Capitol Hill (CNSNews.com) - Former political rivals Sen. Rick Santorum (R-Pa.) and former Sen. Harris Wofford (D-Pa.), who lost his U.S. Senate seat to Santorum in 1994, teamed up Tuesday to announce plans for a coalition hash out concerns raised by the Bush administration''s faith-based and community initiatives proposal.
Santorum called the coalition, which includes a wide-range of political and religious organizations, a "bipartisan working group that will seek to find common ground in the discussion of faith-based and community organizations and their roles in reaching out to distressed communities and helping those in need."
Wofford will head a group of leaders from almost 30 organizations, ranging from the conservative Free Congress Foundation to the liberal Americans United for the Separation of Church and State.
The working group''s stated goals include defining the terms of the current debate on expanding the role of faith-based and community initiatives in helping the poor, clarifying issues of concern by both sides of the debate and to seek areas of agreement.

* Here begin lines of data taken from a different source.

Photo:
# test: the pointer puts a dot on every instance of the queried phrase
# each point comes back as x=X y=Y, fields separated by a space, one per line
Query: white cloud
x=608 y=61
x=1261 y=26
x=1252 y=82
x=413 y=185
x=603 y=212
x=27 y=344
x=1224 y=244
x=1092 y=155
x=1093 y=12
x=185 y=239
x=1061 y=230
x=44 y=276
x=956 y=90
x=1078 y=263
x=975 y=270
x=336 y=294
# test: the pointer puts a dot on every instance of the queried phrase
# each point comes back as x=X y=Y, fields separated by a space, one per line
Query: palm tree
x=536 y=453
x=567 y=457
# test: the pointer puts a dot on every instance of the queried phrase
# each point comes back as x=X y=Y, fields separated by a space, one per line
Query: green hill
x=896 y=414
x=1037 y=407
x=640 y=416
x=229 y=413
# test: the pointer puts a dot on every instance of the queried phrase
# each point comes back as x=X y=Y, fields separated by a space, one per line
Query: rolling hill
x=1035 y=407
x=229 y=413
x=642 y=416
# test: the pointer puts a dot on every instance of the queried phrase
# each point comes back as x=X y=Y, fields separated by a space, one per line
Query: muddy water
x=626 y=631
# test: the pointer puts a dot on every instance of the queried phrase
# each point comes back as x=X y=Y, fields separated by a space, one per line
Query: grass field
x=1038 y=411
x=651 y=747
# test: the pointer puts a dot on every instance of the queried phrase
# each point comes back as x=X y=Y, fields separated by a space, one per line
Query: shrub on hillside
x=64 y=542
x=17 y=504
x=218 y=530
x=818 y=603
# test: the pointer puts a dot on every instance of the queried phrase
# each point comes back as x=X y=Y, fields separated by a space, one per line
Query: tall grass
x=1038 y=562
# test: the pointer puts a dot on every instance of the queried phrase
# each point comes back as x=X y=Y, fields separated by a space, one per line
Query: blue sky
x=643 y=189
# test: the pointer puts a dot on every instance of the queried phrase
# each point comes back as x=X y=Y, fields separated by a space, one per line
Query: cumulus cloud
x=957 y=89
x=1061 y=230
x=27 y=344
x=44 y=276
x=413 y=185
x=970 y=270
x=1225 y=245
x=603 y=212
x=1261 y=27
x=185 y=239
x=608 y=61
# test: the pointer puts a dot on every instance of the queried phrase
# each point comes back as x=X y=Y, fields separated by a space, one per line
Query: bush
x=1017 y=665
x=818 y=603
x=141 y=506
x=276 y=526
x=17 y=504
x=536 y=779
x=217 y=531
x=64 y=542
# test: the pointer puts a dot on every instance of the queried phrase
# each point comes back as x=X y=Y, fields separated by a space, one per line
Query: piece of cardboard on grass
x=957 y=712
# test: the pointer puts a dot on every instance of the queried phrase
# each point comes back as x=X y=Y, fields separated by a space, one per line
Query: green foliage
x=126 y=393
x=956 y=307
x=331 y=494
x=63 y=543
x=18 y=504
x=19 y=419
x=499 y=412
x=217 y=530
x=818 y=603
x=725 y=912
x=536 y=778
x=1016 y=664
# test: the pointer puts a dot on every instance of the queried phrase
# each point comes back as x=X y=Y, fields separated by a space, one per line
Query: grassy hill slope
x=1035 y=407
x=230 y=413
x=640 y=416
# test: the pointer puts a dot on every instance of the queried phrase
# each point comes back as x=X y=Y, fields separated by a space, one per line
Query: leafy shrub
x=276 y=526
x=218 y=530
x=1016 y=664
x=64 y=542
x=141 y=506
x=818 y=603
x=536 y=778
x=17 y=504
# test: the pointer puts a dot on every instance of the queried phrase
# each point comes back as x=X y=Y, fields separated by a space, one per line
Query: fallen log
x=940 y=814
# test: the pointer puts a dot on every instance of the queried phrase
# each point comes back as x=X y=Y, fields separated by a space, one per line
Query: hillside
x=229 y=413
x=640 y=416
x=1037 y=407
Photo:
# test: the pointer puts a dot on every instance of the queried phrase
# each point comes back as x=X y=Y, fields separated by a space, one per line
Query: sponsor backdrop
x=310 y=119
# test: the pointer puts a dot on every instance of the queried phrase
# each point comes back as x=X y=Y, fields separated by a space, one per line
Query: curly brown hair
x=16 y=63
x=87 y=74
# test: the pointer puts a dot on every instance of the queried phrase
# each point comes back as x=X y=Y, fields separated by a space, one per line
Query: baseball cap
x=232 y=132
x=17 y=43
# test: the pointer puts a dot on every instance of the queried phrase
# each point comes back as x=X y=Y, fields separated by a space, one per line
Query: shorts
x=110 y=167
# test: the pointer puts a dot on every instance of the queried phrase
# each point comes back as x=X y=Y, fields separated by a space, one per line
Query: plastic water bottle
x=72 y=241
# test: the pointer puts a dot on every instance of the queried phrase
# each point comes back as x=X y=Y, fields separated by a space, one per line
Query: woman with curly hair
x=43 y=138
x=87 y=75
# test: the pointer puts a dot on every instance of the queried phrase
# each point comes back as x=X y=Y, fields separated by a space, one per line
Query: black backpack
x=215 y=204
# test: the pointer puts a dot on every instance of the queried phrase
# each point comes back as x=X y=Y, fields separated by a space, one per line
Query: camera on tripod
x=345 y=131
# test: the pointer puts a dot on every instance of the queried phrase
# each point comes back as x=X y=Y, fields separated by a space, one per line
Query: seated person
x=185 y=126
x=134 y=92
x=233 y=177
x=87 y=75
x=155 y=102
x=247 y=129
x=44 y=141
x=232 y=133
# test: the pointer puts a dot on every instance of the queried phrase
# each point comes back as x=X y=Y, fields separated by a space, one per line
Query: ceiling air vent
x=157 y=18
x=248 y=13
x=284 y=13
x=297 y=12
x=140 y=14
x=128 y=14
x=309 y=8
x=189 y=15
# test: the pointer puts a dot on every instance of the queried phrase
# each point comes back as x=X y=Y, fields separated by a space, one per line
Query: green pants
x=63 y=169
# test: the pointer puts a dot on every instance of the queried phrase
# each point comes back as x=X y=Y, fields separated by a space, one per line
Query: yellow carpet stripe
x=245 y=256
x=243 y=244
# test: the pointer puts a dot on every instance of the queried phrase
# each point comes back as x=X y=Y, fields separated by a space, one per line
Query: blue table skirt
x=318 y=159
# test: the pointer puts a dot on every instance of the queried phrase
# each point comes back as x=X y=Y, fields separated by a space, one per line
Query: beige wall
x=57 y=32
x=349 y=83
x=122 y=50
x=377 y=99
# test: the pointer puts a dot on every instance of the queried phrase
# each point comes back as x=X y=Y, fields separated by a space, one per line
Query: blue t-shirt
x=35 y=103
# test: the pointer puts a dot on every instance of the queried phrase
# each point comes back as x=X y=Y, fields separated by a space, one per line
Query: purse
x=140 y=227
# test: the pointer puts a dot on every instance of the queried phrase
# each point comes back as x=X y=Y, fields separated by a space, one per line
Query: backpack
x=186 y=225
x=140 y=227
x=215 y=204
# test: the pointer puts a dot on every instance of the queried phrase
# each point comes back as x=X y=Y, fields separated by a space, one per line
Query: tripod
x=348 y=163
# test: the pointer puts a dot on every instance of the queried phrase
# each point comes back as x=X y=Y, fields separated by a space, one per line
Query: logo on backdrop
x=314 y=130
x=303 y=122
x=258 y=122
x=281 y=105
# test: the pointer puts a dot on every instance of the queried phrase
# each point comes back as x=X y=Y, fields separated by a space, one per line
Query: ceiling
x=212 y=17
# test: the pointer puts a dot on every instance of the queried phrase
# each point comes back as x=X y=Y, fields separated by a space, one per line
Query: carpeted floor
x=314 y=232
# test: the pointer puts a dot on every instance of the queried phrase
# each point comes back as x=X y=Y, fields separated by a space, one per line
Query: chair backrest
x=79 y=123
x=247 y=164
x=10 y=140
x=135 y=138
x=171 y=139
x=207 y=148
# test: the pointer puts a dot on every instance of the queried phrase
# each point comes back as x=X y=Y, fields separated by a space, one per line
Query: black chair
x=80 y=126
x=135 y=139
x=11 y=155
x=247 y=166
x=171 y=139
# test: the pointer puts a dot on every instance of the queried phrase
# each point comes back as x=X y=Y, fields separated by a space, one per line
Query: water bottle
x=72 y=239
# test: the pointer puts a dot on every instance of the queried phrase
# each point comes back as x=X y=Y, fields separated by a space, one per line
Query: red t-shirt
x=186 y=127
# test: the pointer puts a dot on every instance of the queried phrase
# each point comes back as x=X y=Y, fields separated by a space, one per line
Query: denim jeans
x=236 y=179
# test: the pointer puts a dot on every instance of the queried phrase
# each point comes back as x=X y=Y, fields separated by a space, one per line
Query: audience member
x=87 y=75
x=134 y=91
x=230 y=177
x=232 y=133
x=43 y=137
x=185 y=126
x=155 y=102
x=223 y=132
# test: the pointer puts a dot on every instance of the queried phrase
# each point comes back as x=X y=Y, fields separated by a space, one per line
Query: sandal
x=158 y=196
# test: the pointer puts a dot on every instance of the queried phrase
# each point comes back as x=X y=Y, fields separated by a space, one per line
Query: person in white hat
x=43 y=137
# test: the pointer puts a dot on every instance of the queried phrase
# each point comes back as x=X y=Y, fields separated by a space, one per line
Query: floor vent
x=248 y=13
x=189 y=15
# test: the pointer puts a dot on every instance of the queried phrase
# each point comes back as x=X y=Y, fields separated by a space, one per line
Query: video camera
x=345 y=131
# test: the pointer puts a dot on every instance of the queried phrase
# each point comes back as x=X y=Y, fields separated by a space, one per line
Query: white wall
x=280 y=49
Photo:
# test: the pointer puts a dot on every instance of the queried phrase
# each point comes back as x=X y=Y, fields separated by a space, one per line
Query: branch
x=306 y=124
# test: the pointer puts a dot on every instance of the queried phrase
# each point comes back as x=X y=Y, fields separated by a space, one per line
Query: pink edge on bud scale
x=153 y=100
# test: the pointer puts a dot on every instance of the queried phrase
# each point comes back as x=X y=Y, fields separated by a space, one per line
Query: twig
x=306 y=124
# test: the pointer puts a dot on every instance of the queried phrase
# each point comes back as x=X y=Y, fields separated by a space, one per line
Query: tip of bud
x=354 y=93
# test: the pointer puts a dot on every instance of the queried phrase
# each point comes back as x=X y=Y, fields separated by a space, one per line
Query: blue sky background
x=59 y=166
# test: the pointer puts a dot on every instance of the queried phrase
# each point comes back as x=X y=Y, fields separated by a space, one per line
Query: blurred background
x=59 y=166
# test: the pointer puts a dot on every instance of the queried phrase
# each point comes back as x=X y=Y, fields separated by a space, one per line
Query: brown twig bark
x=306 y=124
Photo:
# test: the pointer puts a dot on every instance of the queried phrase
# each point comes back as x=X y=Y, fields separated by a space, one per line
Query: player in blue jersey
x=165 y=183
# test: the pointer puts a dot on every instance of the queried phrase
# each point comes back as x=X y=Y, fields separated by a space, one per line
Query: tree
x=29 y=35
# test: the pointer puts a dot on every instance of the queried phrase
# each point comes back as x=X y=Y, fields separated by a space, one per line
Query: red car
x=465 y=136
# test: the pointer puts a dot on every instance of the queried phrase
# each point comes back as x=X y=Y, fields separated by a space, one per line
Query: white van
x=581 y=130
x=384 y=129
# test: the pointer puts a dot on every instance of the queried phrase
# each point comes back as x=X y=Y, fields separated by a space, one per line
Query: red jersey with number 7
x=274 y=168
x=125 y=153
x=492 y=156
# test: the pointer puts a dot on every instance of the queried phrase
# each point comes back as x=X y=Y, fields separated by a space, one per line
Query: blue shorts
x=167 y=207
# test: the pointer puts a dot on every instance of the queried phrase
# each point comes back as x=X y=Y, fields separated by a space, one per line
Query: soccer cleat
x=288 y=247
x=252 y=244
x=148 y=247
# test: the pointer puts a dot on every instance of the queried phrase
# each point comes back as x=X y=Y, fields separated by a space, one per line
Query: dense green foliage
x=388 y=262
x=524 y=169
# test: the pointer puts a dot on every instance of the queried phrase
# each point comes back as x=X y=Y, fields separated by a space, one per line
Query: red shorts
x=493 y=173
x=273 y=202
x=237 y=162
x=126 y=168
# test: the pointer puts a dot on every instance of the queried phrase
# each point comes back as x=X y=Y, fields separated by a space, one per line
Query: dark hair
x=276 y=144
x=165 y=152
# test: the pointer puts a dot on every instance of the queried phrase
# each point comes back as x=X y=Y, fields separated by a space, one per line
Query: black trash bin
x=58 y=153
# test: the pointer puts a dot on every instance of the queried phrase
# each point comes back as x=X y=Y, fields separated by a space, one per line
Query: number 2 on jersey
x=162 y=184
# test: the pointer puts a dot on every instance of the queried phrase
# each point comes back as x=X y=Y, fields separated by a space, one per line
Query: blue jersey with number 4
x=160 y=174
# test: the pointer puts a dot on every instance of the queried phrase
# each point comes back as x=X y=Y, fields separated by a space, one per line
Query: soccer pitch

Citing the success of many faith-based organizations in their work with the poor, President Bush created the Office for Faith-Based and Community Initiatives in January, in an attempt make proposals to Congress that would help to level the playing field between religious and secular groups in competing for federal aid.
However, criticism has come from both the right and the left; the right claiming that government has no business in the work religious groups do, and the left claiming such proposals would violate the Establishment Clause of the Constitution, which states that "Congress shall make no law respecting an establishment of religion."
Wofford said the heated debate over faith-based initiatives derives from misunderstandings on both sides about the issue and each side''s argument. The coalition hopes to dispel those misunderstandings so that the issues at hand can be worked out.
"We recognize that serious and compassionate people disagree on certain issues related to support of faith-based and community-based programs," Wofford said. "We both believe that people of good will, Democrats and Republicans alike, can and should find common ground on getting help to some of our fellow Americans in greatest need."
Santorum said differences in opinions should not inhibit the nation''s faith-based organizations from doing the good work they could do with government aid.
"Faith-based organizations have a proven track record of producing results where government programs have failed," Santorum said. "Discriminating against faith-based organizations solely based on their religious character would be a terrible disservice to all Americans."